Kernel and image also apply when vectors are not coordinate columns.

Let \(P_2\) be the vector space of polynomials of degree at most \(2\), and define

$$
D:P_2\to P_1
$$

by

$$
D(p)=p',
$$

where \(p'\) is the derivative.

If

$$
p(x)=a+bx+cx^2,
$$

then

$$
D(p)=b+2cx.
$$

The kernel consists of all polynomials whose derivative is zero. These are the constant polynomials:

$$
\ker(D)=\{a:a\in\mathbb{R}\}.
$$

The image consists of all polynomials in \(P_1\). Given any

$$
q(x)=\alpha+\beta x,
$$

we can choose

$$
p(x)=\alpha x+\frac{\beta}{2}x^2.
$$

Then

$$
D(p)=q.
$$

Thus

$$
\operatorname{im}(D)=P_1.
$$

Here

$$
\dim(P_2)=3,
$$

$$
\operatorname{nullity}(D)=1,
$$

and

$$
\operatorname{rank}(D)=2.
$$

Again,

$$
3=1+2.
$$

## 33.15 Summary

The kernel and image are the two basic subspaces associated with a linear transformation.

For

$$
T:V\to W,
$$

the kernel is

$$
\ker(T)=\{v\in V:T(v)=0_W\},
$$

and the image is

$$
\operatorname{im}(T)=\{T(v):v\in V\}.
$$

The kernel is a subspace of the domain. The image is a subspace of the codomain.

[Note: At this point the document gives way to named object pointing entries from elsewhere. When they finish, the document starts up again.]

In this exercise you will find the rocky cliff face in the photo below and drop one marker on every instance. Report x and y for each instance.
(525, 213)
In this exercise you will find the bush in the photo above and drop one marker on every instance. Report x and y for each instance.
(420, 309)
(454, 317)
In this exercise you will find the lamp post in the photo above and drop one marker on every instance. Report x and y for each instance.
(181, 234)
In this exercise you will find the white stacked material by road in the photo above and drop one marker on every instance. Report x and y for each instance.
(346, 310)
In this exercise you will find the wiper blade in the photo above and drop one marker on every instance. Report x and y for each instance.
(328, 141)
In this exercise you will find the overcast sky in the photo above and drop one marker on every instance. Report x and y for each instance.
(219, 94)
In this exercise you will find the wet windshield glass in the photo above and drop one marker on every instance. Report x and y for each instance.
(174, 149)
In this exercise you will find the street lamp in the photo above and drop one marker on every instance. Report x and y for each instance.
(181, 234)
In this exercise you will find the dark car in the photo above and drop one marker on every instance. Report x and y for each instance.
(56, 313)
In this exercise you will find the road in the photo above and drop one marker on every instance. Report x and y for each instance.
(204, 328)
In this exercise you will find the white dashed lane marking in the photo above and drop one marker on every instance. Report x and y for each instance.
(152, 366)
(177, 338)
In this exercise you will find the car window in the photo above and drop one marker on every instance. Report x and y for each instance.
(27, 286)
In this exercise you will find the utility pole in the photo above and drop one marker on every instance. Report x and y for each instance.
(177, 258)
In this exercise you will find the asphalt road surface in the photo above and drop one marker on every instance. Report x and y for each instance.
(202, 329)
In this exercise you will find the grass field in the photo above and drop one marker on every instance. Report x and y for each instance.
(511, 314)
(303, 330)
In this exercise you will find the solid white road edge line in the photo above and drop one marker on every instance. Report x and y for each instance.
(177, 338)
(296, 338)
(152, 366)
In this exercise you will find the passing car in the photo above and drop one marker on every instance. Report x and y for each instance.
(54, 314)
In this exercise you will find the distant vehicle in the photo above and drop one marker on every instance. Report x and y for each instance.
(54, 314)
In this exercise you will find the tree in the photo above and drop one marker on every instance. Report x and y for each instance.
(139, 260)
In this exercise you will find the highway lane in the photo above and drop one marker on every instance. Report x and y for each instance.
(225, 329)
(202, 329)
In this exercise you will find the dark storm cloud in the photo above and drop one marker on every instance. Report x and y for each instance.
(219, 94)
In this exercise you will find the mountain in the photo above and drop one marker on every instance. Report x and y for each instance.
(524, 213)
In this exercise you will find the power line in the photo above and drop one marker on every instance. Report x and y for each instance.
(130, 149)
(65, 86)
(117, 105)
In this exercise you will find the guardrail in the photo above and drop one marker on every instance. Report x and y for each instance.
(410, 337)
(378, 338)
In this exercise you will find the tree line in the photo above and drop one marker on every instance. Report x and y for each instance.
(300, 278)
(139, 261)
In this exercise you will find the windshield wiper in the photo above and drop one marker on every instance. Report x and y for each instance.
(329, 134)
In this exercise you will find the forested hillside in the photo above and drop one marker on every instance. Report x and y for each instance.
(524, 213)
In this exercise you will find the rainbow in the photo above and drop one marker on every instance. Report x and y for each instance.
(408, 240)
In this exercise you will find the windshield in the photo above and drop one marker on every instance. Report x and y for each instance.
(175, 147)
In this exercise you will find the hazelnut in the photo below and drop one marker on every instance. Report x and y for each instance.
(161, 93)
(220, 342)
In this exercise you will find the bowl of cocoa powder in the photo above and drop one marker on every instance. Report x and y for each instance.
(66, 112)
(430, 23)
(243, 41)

For a matrix transformation \(T_A(x)=Ax\), the kernel is the null space of \(A\), and the image is the column space of \(A\).

The kernel controls injectivity:

$$
T \text{ is injective}
\quad\Longleftrightarrow\quad
\ker(T)=\{0\}.
$$

The image controls surjectivity:

$$
T \text{ is surjective}
\quad\Longleftrightarrow\quad
\operatorname{im}(T)=W.
$$

Rank and nullity measure their dimensions:

$$
\operatorname{rank}(T)=\dim(\operatorname{im}(T)),
\qquad
\operatorname{nullity}(T)=\dim(\ker(T)).
$$

For finite-dimensional domains,

$$
\dim(V)=\operatorname{rank}(T)+\operatorname{nullity}(T).
$$

Kernel and image are therefore not auxiliary notions. They describe exactly what a linear transformation destroys and what it produces.